A few factors can go in to this.
1) The listings are being taken. You’re just seeing the turnover. Ie apartments are getting rented but then new ones become available. Prices won’t drop in that situation because ultimately people are still taking the rates listed. There will always be some % in turnover.
2) Prices can be “sticky” Ie landlords are reluctant to lower rent even if it means losing money in the short term. They think eh someone will rent it in just another few weeks.
Eventually yes the market catches up, but it can be slow to do so.
“Does the economic theory of supply and demand not apply for the housing market?”
[Not any more.](https://www.propublica.org/article/yieldstar-rent-increase-realpage-rent)
Basically, a lot of modern services can turn a competitive market into a cartel. The software can inform landlords that there are enough potential tenants, all they need to do is hold out.
Some investment companies might accept a vacancy for a while as they can write off the loss at tax time. As long as their portfolio as a whole is making money all is good. I would bet most of the units in the same building are the same investment company, if they lower the rent on one then that might make the higher priced units a harder sell.
LA’s c[urrent vacancy rate for housing is 4.9%](https://www.costar.com/article/1677684742/los-angeles-apartment-vacancy-flatlines-in-late-2023), which is on the low side. It’s generally considered that 5-8% is the sweet spot for vacancy rates, so as many people as possible are housed, but so that there’s enough slack in the market that people are still able to move.

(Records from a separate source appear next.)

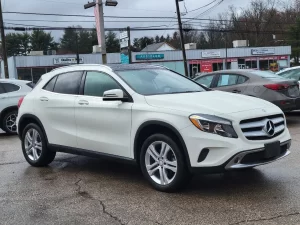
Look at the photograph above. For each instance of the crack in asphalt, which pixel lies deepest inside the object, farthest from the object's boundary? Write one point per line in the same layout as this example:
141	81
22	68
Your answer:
107	213
88	196
265	219
11	163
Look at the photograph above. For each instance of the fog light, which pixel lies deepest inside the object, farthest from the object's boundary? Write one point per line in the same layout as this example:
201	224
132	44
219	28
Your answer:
237	160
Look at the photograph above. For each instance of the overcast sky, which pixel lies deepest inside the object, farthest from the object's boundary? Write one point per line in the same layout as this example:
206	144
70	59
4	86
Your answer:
149	8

5% of the total housing stock in LA (1.4 million units) is 70,000. That might sound like a huge number of empty apartments, but in a city the size of LA, it’s really not all. Thousands, perhaps tens of thousands of other people – both in LA and outside – are competing for the same 558 listings you found on Zillow. This is the seemingly paradoxical current state of most larger cities in America – facing high rents fueled by a substantial housing shortage while tens of thousands of units are on the market.
“Shouldn’t competition drive it down?”
It does, to an extent. The Austin, TX area has had one of the biggest decreases in median rent in the nation lately, and coincidentally it also has some of the highest rates of new housing construction in the nation.
With LA specifically though, as others have pointed out, a few hundred units is really nothing in a metro area that large.